A key figure in your career is David Macià, your coach. A highly respected figure in climbing in Catalonia.
— He helps me with everything. When you're up there, you don't see everything; I need his eyes. We first got in touch in 2013 when I was a kid, and he gave me advice from afar. And in 2018, I came to live in Catalonia to train with him, since he was a role model. When there were competitions, I went with him and his sons, Lluc and Lau. I remember the first few years when we had to call him, I didn't want to talk; I was embarrassed. And my father would talk. He commanded a lot of respect from me.
Your father was already climbing in the wild. He's a key figure. How many hours did your father spend behind the wheel?
— My father is a hero. He spent hours and hours behind the wheel for work, but pursuing our dreams meant he spent even more time on the road, helping me. I'd leave school in Cáceres and get in the car, and off we went! We'd spend the night there in Burgos and then continue to the south of France to go to a climbing wall in the Pau area. We had to go to the south of France and come back on Sundays, tired; I'd fall asleep in class. And if we could, we'd fly to Italy to spend four days training, because back then, in Spain, there were no high-quality climbing walls for training. We have them now, but they could be even better. Many of the ones we have now were designed to promote sport, to get people involved, but high-performance training requires something more.
Climbing has changed...
— Yes, when my dad started rock climbing in the 1980s, everything was different. And they couldn't imagine having climbing walls. Grandma was afraid of climbing, so Dad let him, but when he saw how I was climbing everywhere, his eyes lit up. I remember one day he said I had to buy some climbing shoes. I didn't know what he meant! I thought it was some kind of costume imitating a cat's foot, hairy and with claws. When I got a rubber shoe, I said: what is this? And look, that beginning, almost like a game, is now my life.
And outside of climbing, what's your life like? You used to say you wanted to study physiotherapy, but now you're sharing a lot of books on social media.
— Not anymore. I've changed my mind. I don't see myself in a closed office or consulting room in the future. Who knows what I'll do in the future? Now I'm very interested in literature. I read a lot when I travel. When I'm on vacation, I buy them. When I go to a competition, I take one. tablet, but yes, I am in a phase where I am looking to learn a lot through literature.
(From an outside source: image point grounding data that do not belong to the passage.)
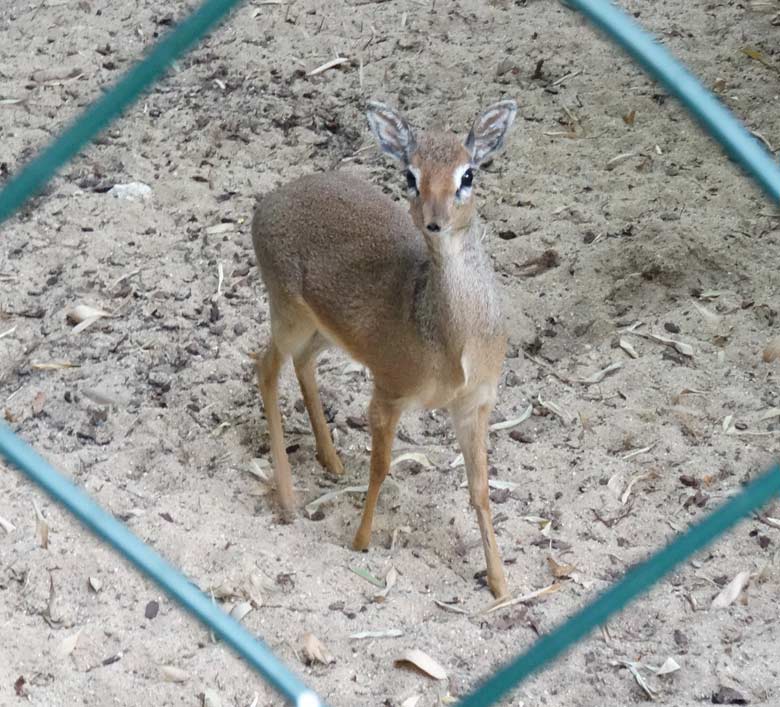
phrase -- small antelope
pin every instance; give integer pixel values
(410, 295)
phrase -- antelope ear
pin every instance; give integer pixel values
(489, 131)
(391, 131)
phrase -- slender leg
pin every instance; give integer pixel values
(305, 371)
(383, 417)
(268, 369)
(471, 429)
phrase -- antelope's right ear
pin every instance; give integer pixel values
(391, 131)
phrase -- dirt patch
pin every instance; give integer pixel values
(157, 416)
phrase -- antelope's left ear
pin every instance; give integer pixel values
(489, 131)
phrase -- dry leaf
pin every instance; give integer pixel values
(68, 645)
(630, 485)
(311, 508)
(636, 452)
(220, 228)
(332, 64)
(509, 424)
(38, 402)
(670, 666)
(173, 674)
(211, 698)
(615, 161)
(41, 526)
(421, 459)
(509, 601)
(390, 579)
(83, 315)
(633, 668)
(387, 633)
(422, 661)
(53, 366)
(628, 348)
(450, 607)
(240, 610)
(558, 570)
(730, 593)
(314, 651)
(772, 351)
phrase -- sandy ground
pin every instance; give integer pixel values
(158, 418)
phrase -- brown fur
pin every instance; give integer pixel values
(343, 264)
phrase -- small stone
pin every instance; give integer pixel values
(728, 696)
(520, 436)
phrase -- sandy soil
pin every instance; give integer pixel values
(160, 421)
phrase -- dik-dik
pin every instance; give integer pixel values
(409, 294)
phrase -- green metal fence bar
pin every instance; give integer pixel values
(635, 582)
(112, 104)
(106, 527)
(710, 112)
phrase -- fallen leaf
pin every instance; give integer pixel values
(386, 633)
(68, 645)
(633, 668)
(38, 402)
(558, 570)
(625, 344)
(670, 666)
(728, 696)
(240, 610)
(630, 485)
(449, 607)
(171, 673)
(422, 661)
(365, 574)
(211, 698)
(509, 424)
(41, 526)
(510, 601)
(417, 457)
(390, 579)
(314, 651)
(599, 376)
(730, 593)
(311, 508)
(772, 351)
(83, 316)
(332, 64)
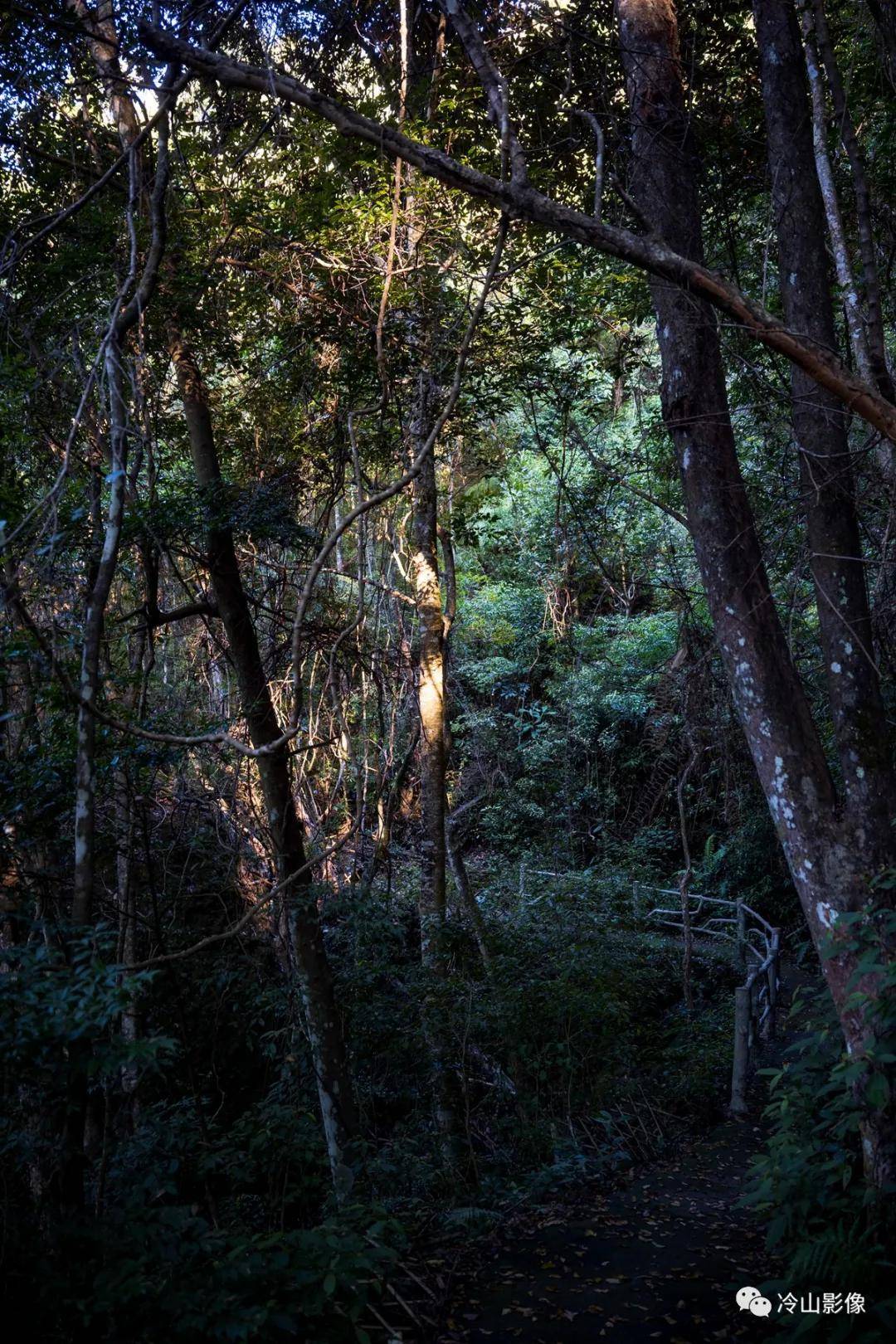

And outside of sports, you've received several attacks on social media for criticizing VOX politicians or expressing your opinion on issues like homophobia.
— On Twitter, or whatever it's called now, there was everything, a very toxic environment. I quit it two years ago and I'm happier now. I can't leave Instagram because of brand promotions, but social media sometimes... well... people ask me why I say certain things. But denouncing the genocide in Gaza or defending the LGBTI community doesn't even seem political to me... it seems like humanity, common sense. Anyway, it's the world we live in, where humanity and values are being lost. I also see things I don't like in climbing. People who want to climb to show off, to win, who enter a climbing gym without mountain culture, without having been in nature, without knowing anything about the historical names of climbing. I like the classic values of climbing.